Kent Anderson retrace alors le parcours de Hanson depuis son
incorporation. Fraîchement sorti du lycée, Hanson est plutôt un intellectuel,
il aime particulièrement la littérature et la philosophie. Mais son tempérament
et sa robustesse physique lui permettent de passer sans dommages l’étape des
classes là où d’autres subissent un véritable calvaire. La première sélection
est impitoyable, il n’y a pas de place ni de répit pour les faibles soumis à l’humiliation
et les persécutions de leurs camarades.
Hanson prend rapidement goût à l’art du combat. Il se
découvre même une passion pour la discipline au point de rejoindre l’entraînement
spécial réservé aux Bérets Verts : le voilà à présent membre des Forces
Spéciales.
« Hanson ignorait encore qu’il venait de décider de faire ce que l’armée attend précisément de certains de ses hommes, des meilleurs des siens – tenter de la battre à son propre jeu. Guerre était le nom de ce jeu et, lorsqu’on frôle la guerre de trop près, qu’on la regarde au fond des yeux, elle peut vous entraîner tout entier, muscles, cervelle et sang, jusqu’au plus profond de son cœur, et jamais plus vous ne trouverez la joie en dehors d’elle. Hors d’elle, amour, travail et amitié ne sont plus que déboires. »
L’année de préparation s’achève et c’est l’heure d’affronter
le terrain et les tirs à balles réelles.
Kent Anderson nous décrit alors l’arrivée de Hanson au
Vietnam. D’abord destiné à être affecté au renseignement ( donc dans un
bureau), Hanson se débrouille pour y échapper et obtient d’aller au feu. Car c’est
cela qu’il veut, faire la guerre pour de vrai et combattre. L’accueil qui lui
est réservé n’est pas des plus chaleureux. Considéré comme un des innombrables
bleus sans expérience catapulté ici par une armée peu regardante sur la
psychologie et les facultés de ses recrues, Hanson doit faire ses preuves mais
obtient rapidement la considération et le respect de ses camarades.
Son baptême du feu et sa première sortie en intervention le
font douter, la peur est si violente qu’il pense à renoncer. Mais il persiste,
l’adrénaline le dope et il commence à y prendre goût.
Son premier retour au pays est un désastre. Il se rend
compte qu’il est à présent inadapté et en décalage complet avec la vie et les
préoccupations des civils. Conditionné pendant son séjour à la guerre, habitué
à être sans cesse sur ses gardes, à survivre, il prend chaque interaction avec
un autre être humain comme une agression.
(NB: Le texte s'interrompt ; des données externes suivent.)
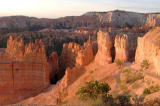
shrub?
[114,59,123,68]
[116,94,131,106]
[141,60,150,69]
[76,81,112,102]
[132,95,144,106]
[132,83,139,89]
[143,85,160,95]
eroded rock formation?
[6,36,47,62]
[114,34,129,61]
[135,27,160,73]
[60,40,97,73]
[95,31,113,65]
[48,52,59,83]
[0,36,50,105]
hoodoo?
[135,27,160,74]
[95,31,113,65]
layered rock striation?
[135,27,160,73]
[0,36,50,105]
[95,31,113,65]
[114,34,129,62]
[48,52,59,83]
[60,40,97,73]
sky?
[0,0,160,18]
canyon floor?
[20,62,160,105]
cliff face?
[60,41,97,73]
[0,11,160,33]
[85,10,160,28]
[5,36,47,62]
[114,34,129,61]
[0,36,50,105]
[76,42,94,66]
[48,52,59,83]
[135,27,160,73]
[95,31,113,65]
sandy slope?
[20,63,119,105]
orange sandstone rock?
[135,27,160,74]
[114,34,129,61]
[48,52,59,83]
[95,31,113,65]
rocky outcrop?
[0,36,50,105]
[135,27,160,73]
[95,31,113,65]
[60,40,97,73]
[114,34,129,62]
[5,36,47,62]
[48,52,59,83]
[0,10,160,33]
[76,42,94,66]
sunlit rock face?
[48,52,59,83]
[95,31,113,65]
[5,36,47,62]
[76,41,94,66]
[135,27,160,73]
[60,38,97,74]
[114,34,129,62]
[0,36,50,105]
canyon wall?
[0,36,50,105]
[135,27,160,74]
[48,52,59,83]
[95,31,113,65]
[114,34,129,62]
[60,40,97,74]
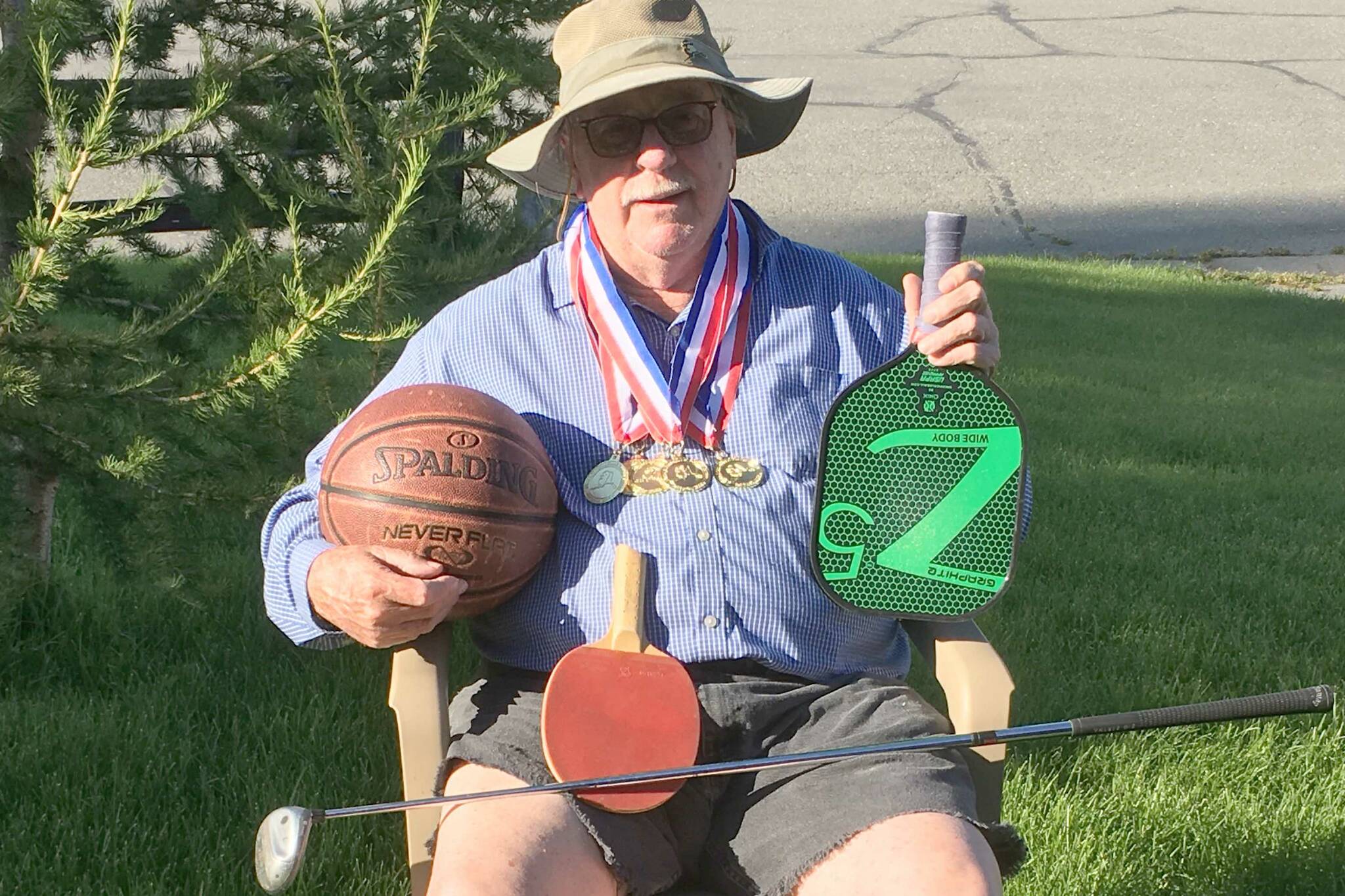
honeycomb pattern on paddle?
[815,354,1022,616]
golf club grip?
[916,211,967,335]
[1069,685,1336,736]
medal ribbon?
[563,202,752,449]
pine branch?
[0,0,135,340]
[176,141,429,412]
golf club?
[253,685,1336,893]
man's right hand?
[308,544,467,647]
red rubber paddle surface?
[542,545,701,813]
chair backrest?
[387,620,1013,896]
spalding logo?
[372,446,538,507]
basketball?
[317,384,558,619]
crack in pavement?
[857,3,1345,100]
[1021,7,1345,22]
[856,12,984,56]
[900,63,1037,249]
[986,3,1068,55]
[839,3,1345,249]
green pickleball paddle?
[812,212,1026,619]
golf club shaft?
[313,685,1336,821]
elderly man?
[262,0,1019,896]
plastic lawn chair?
[387,620,1013,896]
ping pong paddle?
[542,544,701,813]
[812,212,1026,619]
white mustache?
[621,180,695,207]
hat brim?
[485,63,812,199]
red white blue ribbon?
[563,202,752,449]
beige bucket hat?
[485,0,812,199]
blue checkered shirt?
[261,203,1038,680]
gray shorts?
[445,661,1024,896]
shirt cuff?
[289,539,343,635]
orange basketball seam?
[320,484,556,523]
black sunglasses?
[579,99,718,158]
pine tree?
[0,0,573,574]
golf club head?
[253,806,313,893]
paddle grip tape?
[1069,685,1336,736]
[916,211,967,336]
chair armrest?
[901,619,1014,822]
[387,625,453,896]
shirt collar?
[549,199,782,310]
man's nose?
[635,121,676,171]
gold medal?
[584,453,627,503]
[663,457,710,492]
[625,457,669,496]
[714,454,765,489]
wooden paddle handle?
[598,544,646,653]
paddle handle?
[598,544,644,653]
[916,211,967,336]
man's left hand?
[901,262,1000,372]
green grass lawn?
[0,258,1345,896]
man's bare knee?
[795,813,1002,896]
[429,764,617,896]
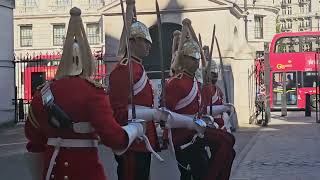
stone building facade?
[0,0,15,125]
[278,0,320,32]
[14,0,112,57]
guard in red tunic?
[25,8,144,180]
[166,20,235,180]
[108,21,164,180]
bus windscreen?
[275,36,320,53]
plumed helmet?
[55,7,95,79]
[182,38,201,61]
[210,60,218,73]
[130,21,152,44]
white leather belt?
[46,138,98,180]
[213,114,222,119]
[72,122,94,134]
[47,138,98,147]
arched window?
[143,23,182,79]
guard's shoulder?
[119,58,128,66]
[168,73,183,83]
[173,73,183,79]
[36,81,51,91]
[86,78,106,89]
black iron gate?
[248,57,266,124]
[13,52,107,123]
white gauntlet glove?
[113,119,145,155]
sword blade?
[120,0,136,120]
[215,37,229,103]
[156,0,166,107]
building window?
[282,8,287,15]
[20,25,32,47]
[56,0,69,6]
[53,24,65,46]
[254,16,263,39]
[24,0,37,7]
[89,0,102,6]
[287,7,292,15]
[87,23,100,44]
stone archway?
[143,22,182,79]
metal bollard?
[305,94,311,117]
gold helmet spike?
[130,21,152,44]
[55,7,95,79]
[182,39,201,61]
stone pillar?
[231,41,254,127]
[0,1,15,125]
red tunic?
[108,57,160,152]
[165,73,200,147]
[25,77,128,180]
[166,73,235,180]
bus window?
[275,36,320,53]
[272,72,297,106]
[301,36,320,52]
[303,71,317,87]
[275,37,299,53]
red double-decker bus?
[269,32,320,109]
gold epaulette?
[174,73,183,79]
[36,82,47,90]
[120,58,128,66]
[86,78,106,89]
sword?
[118,2,136,56]
[120,0,137,120]
[207,24,216,115]
[156,0,166,107]
[215,37,229,103]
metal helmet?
[55,7,95,79]
[210,60,218,73]
[182,39,201,61]
[130,21,152,44]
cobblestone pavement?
[231,112,320,180]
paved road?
[232,112,320,180]
[0,122,256,180]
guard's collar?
[183,70,195,78]
[131,56,142,64]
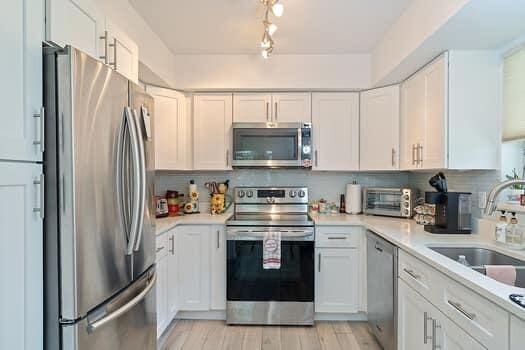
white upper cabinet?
[0,0,44,161]
[101,18,139,84]
[46,0,105,58]
[0,162,44,350]
[312,92,359,171]
[233,92,272,123]
[400,51,501,170]
[146,86,191,170]
[359,85,399,170]
[233,92,312,123]
[272,92,312,123]
[193,93,232,170]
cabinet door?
[315,248,362,313]
[233,93,272,123]
[102,19,139,84]
[193,94,232,170]
[312,92,359,171]
[272,92,312,123]
[210,226,226,310]
[146,86,190,170]
[156,256,168,339]
[400,73,425,169]
[46,0,105,58]
[166,230,179,320]
[419,55,448,169]
[510,316,525,350]
[0,0,44,161]
[175,226,210,311]
[359,85,399,170]
[0,162,44,349]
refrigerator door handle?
[125,107,142,255]
[132,109,147,251]
[87,272,157,334]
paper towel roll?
[345,184,362,214]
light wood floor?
[159,320,381,350]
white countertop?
[311,214,525,320]
[156,211,525,320]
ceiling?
[129,0,412,54]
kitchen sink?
[428,246,525,288]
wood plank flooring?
[158,320,381,350]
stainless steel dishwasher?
[366,231,397,350]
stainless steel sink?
[428,247,525,288]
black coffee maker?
[425,173,472,234]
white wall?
[170,54,370,90]
[95,0,177,87]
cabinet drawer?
[315,226,363,248]
[436,275,509,349]
[399,250,439,301]
[155,231,169,262]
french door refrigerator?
[44,47,156,350]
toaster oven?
[363,187,416,218]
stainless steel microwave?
[232,122,312,169]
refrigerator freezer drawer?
[62,267,157,350]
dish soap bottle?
[494,210,508,243]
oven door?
[227,228,315,302]
[232,123,309,168]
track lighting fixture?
[260,0,284,58]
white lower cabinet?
[510,316,525,350]
[0,161,44,350]
[210,226,226,310]
[398,279,486,350]
[175,225,210,311]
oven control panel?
[234,187,308,204]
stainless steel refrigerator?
[44,47,156,350]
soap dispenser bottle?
[494,210,508,243]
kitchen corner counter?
[155,211,232,235]
[310,213,525,320]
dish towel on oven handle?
[263,232,281,270]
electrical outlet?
[478,192,487,209]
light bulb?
[268,23,277,35]
[272,2,284,17]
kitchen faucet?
[483,179,525,216]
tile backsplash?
[156,169,500,217]
[156,169,409,204]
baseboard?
[175,310,368,321]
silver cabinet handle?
[448,300,476,321]
[108,38,117,70]
[33,107,46,153]
[432,320,441,350]
[403,268,421,280]
[33,174,45,219]
[98,30,109,64]
[87,272,157,334]
[423,311,433,344]
[169,235,175,255]
[392,148,396,167]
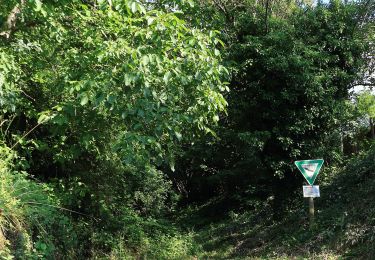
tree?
[173,1,374,215]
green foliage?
[0,146,76,259]
[357,91,375,118]
[175,1,370,214]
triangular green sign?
[294,159,324,185]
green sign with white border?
[294,159,324,185]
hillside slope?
[187,150,375,259]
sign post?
[294,159,324,229]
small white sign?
[303,185,320,198]
[301,163,318,178]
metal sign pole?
[309,197,315,229]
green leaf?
[81,94,89,106]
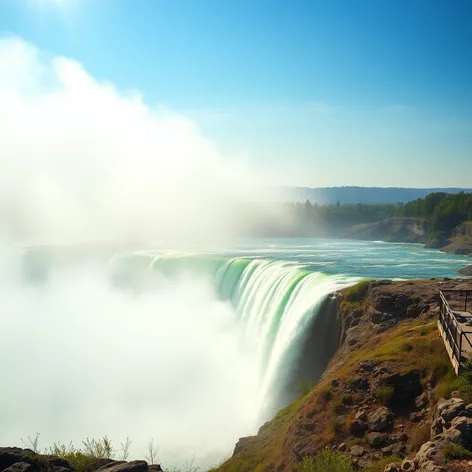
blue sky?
[0,0,472,187]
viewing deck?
[438,290,472,375]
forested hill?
[265,192,472,254]
[281,187,472,205]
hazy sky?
[0,0,472,187]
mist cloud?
[0,34,253,242]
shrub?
[344,280,371,302]
[442,443,472,460]
[319,386,333,403]
[299,449,354,472]
[375,385,395,406]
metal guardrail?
[439,290,472,372]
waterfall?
[110,253,358,415]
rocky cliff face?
[217,281,472,472]
[452,221,472,238]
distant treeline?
[276,192,472,239]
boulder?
[451,416,472,443]
[367,433,386,447]
[4,462,39,472]
[414,441,440,467]
[0,447,36,470]
[400,459,417,472]
[440,428,462,444]
[367,406,393,432]
[338,443,347,452]
[384,462,400,472]
[420,461,448,472]
[350,377,370,392]
[349,420,368,436]
[350,446,365,457]
[415,392,429,410]
[99,461,148,472]
[438,398,465,423]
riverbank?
[217,280,472,472]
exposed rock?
[415,392,429,410]
[0,447,36,470]
[359,361,374,372]
[414,441,442,468]
[431,418,444,438]
[451,416,472,442]
[50,466,71,472]
[391,433,408,442]
[350,377,370,392]
[401,459,417,471]
[420,461,448,472]
[4,462,38,472]
[338,443,347,452]
[384,462,400,472]
[440,428,462,444]
[99,461,148,472]
[381,371,423,414]
[367,406,393,432]
[354,410,367,421]
[350,446,365,457]
[46,457,72,472]
[367,433,386,447]
[94,459,126,472]
[438,398,465,422]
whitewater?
[0,239,467,467]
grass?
[442,443,472,460]
[409,423,431,451]
[298,449,354,472]
[364,456,403,472]
[375,385,395,406]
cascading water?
[110,253,358,419]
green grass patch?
[344,279,372,302]
[364,456,403,472]
[409,423,431,452]
[298,449,354,472]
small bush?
[375,385,395,406]
[58,451,97,472]
[442,443,472,460]
[82,436,115,459]
[410,423,431,451]
[299,449,354,472]
[344,280,371,302]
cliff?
[349,218,430,243]
[216,280,472,472]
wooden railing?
[439,290,472,374]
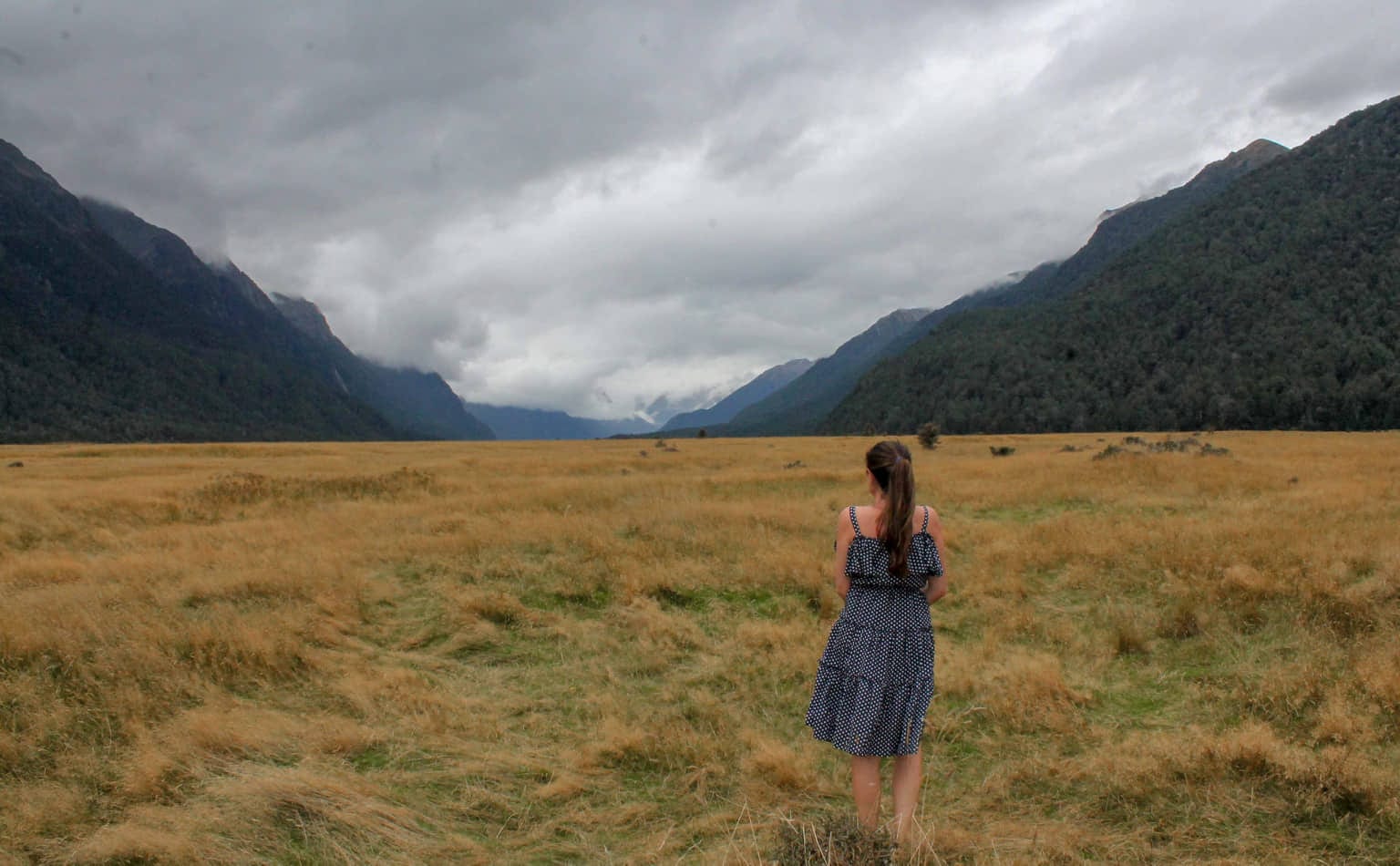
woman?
[807,441,948,840]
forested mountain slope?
[0,141,395,441]
[823,98,1400,433]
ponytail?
[865,440,914,577]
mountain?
[272,292,496,440]
[661,357,812,430]
[0,141,395,441]
[463,404,656,438]
[83,199,493,438]
[724,310,928,436]
[823,98,1400,433]
[868,139,1288,366]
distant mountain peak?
[1191,139,1288,183]
[270,292,340,344]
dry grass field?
[0,433,1400,863]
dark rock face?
[0,141,490,441]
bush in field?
[916,422,942,451]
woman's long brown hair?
[865,438,914,577]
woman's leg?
[851,756,880,830]
[890,751,922,843]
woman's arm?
[831,509,855,601]
[924,509,948,604]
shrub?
[916,422,942,451]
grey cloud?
[0,0,1400,413]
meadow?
[0,433,1400,863]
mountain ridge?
[823,97,1400,433]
« Tout en marchant, ses yeux furetaient, de droite et de gauche, et de haut en bas, épiant le moindre mouvement. Simultanément, il repérait toutes les planques possibles susceptibles de le mettre à couvert. […] Son regard cherchait des objets qui pourraient lui servir d’arme : pierres, briques, poubelles, tessons de bouteille […] Lorsqu’il croisait quelqu’un sur le trottoir, sa main se refermait en poing, le long de son flanc, prête à frapper. »
Cette peur le pousse à la violence, elle est instinctive et il
n’hésite pas à cogner à la moindre occasion.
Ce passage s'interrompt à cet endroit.